Conrad was minding his own business, sliding down the ladder railing and whistling some half-remembered tune, when everything around him lurched violently to starboard. The railing was yanked out from under him, and he flailed backward, and would have hit the floor if the wall hadn't come along and hit him first.

“Ow!” he cried, just as the floor really did come up and smack him in the butt. “Little gods!”

“Collision avoidance. Sorry, people,” said the voice of Robert M'chunu over the intercom.

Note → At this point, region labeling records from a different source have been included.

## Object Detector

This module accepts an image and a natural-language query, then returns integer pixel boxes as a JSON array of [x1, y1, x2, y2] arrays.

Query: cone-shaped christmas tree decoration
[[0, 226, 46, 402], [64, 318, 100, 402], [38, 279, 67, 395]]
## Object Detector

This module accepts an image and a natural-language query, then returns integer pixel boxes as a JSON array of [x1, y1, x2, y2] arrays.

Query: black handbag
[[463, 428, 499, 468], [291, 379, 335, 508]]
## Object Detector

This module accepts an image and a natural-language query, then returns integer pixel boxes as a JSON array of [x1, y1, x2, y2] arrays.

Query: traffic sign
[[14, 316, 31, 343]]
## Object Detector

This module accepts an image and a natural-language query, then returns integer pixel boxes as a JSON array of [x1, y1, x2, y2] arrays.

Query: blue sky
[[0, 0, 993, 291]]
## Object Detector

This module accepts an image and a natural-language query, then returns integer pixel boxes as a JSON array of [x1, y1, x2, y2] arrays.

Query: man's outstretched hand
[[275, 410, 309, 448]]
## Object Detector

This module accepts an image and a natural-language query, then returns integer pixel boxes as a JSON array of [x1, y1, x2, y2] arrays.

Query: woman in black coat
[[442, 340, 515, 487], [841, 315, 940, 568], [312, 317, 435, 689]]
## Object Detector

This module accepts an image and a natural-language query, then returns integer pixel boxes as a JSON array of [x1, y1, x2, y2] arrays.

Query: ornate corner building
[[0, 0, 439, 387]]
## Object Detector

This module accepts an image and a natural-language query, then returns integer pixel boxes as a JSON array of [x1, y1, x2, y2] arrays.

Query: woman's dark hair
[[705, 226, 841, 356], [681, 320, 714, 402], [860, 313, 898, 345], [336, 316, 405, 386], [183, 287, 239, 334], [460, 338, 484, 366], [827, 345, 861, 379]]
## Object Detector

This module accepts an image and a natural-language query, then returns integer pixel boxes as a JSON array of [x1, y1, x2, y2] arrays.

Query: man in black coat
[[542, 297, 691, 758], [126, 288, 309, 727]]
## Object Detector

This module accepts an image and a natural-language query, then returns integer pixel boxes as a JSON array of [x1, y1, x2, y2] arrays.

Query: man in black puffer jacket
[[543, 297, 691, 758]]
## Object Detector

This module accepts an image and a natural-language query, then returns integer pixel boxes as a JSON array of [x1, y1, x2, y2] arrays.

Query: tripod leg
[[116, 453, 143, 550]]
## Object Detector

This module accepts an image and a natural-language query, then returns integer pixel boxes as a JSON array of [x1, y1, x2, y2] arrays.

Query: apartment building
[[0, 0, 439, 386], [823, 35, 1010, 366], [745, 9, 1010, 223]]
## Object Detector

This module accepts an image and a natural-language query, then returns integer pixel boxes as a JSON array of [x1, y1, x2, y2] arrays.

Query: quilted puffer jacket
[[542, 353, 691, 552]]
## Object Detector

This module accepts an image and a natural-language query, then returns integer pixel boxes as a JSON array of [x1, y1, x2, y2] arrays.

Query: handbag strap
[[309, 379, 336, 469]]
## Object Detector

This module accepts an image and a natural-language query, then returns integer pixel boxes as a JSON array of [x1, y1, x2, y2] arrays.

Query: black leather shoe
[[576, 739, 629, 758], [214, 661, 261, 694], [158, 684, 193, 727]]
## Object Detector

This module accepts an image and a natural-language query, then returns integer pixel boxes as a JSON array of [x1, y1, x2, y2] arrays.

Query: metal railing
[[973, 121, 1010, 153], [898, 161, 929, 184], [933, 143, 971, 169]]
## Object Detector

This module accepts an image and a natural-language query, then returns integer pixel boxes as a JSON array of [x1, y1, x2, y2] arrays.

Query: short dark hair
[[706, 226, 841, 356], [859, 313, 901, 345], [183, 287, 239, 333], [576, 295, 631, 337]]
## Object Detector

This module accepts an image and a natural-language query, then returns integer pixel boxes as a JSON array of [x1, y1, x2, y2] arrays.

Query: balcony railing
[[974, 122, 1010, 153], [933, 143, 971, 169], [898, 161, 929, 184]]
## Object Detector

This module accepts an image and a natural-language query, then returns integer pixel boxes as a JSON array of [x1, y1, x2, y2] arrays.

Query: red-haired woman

“Get processed,” Conrad muttered under his breath, picking himself up and probing gingerly for bruises.

This kind of crap was just a fact of life onboard a starship. Given their speed of travel and the range of their sensors, if there was any debris in their path which was too large to be disintegrated by the nav lasers and too small to be spotted telescopically and plotted around, they had about ten seconds to get out of its way. With lateral thrusters belching fusion exhaust at one full gee, you could juke laterally by about half a kilometer in this length of time. And that was usually enough; it was the safety margins that really killed you, made you juke five or eight or ten kilometers instead.